わたしの生まれは雪国で、赤と白のしましまのスノーポールが道路脇に突き刺さってるようなところだった。
まだ真っ暗な朝方、静寂を突き破ってわたしの浅い眠りを妨げるのは、決まって除雪機の大きなタイヤに巻かれたチェーンの音だった。
今でこそ大した積雪にならなくなってしまったが、小学生の時はスキーウェアで通学し、雪を水分補給代わりに食べ、雪遊びをしながら帰宅するような子どもだった。

豪雪の田舎から引越して真っ先に驚いたのは、救急車の多さだった。数日に一度はサイレンを聞くような頻度で、当時は「そんなに事故に遭ったり病にかかる人がいるのか」と恐れ慄いたものである。

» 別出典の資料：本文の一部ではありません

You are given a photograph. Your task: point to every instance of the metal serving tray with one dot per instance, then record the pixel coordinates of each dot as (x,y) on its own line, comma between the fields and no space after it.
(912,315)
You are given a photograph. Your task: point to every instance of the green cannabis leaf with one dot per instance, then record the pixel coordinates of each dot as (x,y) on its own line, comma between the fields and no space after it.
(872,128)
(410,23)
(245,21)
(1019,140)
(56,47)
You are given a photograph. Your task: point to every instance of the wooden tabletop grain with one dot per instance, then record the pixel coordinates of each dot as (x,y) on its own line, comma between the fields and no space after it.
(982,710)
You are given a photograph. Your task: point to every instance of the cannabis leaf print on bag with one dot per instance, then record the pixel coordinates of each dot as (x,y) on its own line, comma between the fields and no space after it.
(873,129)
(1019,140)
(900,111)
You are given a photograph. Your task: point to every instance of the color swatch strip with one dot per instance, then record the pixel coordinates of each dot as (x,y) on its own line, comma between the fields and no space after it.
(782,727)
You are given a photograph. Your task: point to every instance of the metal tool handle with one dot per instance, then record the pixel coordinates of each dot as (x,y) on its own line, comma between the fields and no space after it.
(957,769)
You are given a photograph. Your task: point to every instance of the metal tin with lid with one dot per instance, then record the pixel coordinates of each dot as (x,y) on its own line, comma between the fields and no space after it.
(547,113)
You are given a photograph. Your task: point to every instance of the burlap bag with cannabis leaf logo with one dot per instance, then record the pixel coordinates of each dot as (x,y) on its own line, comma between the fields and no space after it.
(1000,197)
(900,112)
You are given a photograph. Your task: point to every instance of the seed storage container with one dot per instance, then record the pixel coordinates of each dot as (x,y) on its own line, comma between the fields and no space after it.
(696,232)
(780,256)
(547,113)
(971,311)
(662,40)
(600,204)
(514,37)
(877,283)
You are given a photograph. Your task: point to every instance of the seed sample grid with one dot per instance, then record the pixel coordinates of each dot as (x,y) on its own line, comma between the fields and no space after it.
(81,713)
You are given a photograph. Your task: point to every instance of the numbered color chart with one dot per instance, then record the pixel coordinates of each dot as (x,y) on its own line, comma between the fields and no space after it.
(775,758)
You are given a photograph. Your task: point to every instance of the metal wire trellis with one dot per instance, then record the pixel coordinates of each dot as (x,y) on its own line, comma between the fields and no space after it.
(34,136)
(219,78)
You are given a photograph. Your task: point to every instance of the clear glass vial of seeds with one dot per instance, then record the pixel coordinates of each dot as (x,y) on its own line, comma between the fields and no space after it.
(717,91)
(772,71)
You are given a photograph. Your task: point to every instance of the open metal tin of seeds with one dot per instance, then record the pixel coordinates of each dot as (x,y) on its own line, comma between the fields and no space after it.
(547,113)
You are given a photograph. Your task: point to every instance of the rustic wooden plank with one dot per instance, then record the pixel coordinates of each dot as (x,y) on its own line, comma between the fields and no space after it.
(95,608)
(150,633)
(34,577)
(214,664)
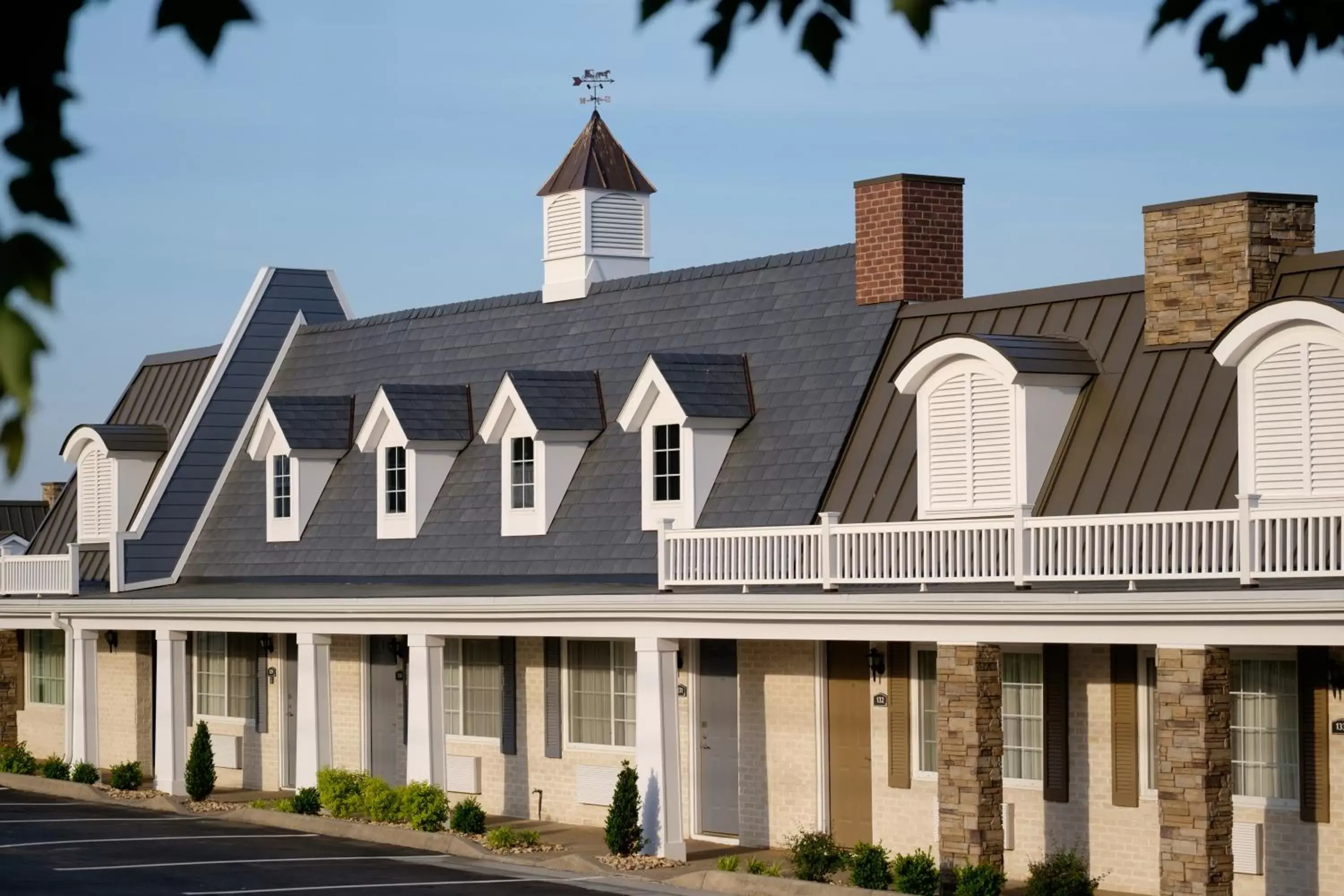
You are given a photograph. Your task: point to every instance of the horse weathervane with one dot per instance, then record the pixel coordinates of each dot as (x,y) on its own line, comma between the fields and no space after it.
(596,82)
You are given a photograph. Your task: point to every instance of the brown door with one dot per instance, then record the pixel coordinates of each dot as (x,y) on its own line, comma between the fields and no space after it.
(850,735)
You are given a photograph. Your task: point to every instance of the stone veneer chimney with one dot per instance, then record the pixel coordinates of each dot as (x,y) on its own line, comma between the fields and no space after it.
(908,234)
(1209,260)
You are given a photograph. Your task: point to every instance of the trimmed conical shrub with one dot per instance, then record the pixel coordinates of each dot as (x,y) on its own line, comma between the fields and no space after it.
(201,765)
(624,833)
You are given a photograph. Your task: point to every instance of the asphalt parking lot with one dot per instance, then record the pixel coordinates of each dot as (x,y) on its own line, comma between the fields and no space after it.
(54,845)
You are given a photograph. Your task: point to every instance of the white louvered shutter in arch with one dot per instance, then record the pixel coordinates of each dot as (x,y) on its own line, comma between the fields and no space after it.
(564,225)
(617,222)
(95,484)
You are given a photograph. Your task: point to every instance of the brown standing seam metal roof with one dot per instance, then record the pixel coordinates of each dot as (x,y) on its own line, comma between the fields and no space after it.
(597,160)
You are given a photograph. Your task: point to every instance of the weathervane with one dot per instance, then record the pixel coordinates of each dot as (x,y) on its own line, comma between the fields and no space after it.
(596,82)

家の前は十トントラックが行き交い、家もガタガタと揺れるようで、私はこの騒がしさがとても苦手だった。
騒がしさにも次第に慣れ、様々な雑音や喧騒が身の回りに転がるのが当たり前になったある年に、珍しく大雪が降った。
家族は早朝の雪かきはもううんざりだという理由で、暖かな海風の当たる土地を探し選んで越したので、雪なんて久しぶりだねと口々に話した。

その日の深夜、私は珍しく夜更かしをしていた。
毛布にくるまりながらベッド横の出窓を開け、冬の匂いを肺いっぱいに吸い込んだ。
冷たさで鼻がツンとして、喉の奥が冷たさで灼けるのを感じて、少し咳き込む。それを何度か繰り返しながら大雪が積もっていくのを見ていた。
深夜で大雪ともなると、外に出る人間は極端に減る。その日は風もなく本当に静かな夜だった。

わたしは何年ぶりかに雪が降る音を聞いた。

正確には雪が積もる音なのだが、本当に微かで、本当に聴こえているのか怪しいほど小さな音。
しんしんと降る、という表現は誰が言い出したのか。わたしはその人を天才と讃えよう。
言葉に表すことすらも難しい雪の小さな囁きは、真冬の夜の寒さをも忘れさせるような静けさと暖かさを持っている。
雪と雲が音を吸い込むのか、世界はとにかく静かで、世界に誰もいないような錯覚をつれてくる。
上を見ればほんのりと赤い光を孕んだ雲がベッタリと空を塗りつぶしていて、夜なのにほんの少しだけ明るい。
雪が積もる音を聴いていると、途端に心地の良い微睡みが忍び寄ってくる。いくら毛布にくるまれていても、窓を開けていては寒くて眠れない。わたしは惜しい気持ちを抑え、窓を閉めて床に就いた。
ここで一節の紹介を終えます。